Apache Iceberg is an open table format for huge analytic datasets. Iceberg adds tables to Trino and Spark that use a high-performance format that works just like a SQL table. With special emphasis on
- User Experience
- Reliability and Performance &
- Open Standards
What makes it special is its unique table design for big data.
This is explained brilliantly and covered well in the recent blog titled “Apache Iceberg: A Different Table Design for Big Data” by Susan Hall. It explains why Apache Iceberg emerged from the Apache Software Foundation‘s incubator as a top-level project last May (2020).
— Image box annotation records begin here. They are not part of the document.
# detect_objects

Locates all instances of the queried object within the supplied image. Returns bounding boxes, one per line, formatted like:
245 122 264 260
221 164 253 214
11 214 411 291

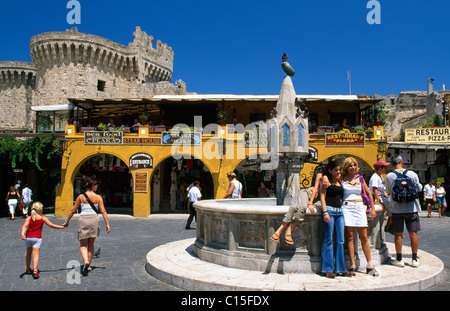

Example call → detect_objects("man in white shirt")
385 156 422 268
185 180 202 230
423 178 436 218
369 160 393 234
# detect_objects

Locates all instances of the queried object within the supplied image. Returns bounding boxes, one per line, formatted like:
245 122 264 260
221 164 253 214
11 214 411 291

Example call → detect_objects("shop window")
298 124 303 146
282 123 291 146
97 80 106 92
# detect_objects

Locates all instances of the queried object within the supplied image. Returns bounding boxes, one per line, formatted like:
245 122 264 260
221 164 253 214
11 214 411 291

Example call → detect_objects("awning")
31 104 69 111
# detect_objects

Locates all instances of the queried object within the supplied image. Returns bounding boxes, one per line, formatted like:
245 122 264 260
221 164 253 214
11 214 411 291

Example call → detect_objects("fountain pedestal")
194 199 388 273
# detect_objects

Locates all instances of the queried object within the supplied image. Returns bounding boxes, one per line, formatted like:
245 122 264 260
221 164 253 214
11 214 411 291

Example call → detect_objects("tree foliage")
0 133 60 171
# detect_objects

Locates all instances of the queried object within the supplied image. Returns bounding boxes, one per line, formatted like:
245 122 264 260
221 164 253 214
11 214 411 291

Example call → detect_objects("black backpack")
392 170 419 203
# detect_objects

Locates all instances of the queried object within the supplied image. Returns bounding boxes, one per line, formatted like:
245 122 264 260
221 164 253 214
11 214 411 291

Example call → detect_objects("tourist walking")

Apache Iceberg is still evolving but this is how it fits the current comparison matrix with similar solutions.
Installation
Install on MacOS using Homebrew
brew install --cask iceberg
Updating Homebrew...
==> Auto-updated Homebrew!
Updated 2 taps (homebrew/core and homebrew/cask).
==> New Formulae
rdkit
==> Updated Formulae
Updated 18 formulae.
==> Updated Casks
Updated 13 casks.
==> Downloading http://s.sudre.free.fr/Software/files/Iceberg.dmg
######################################################################## 100.0%
Warning: No checksum defined for cask 'iceberg', skipping verification.
==> Installing Cask iceberg
==> Running installer for iceberg; your password may be necessary.
Package installers may write to any location; options such as `--appdir` are ignored.
Password:
installer: Package name is Iceberg
installer: Installing at base path /
installer: The install was successful.
installer: The install requires restarting now.
? iceberg was successfully installed!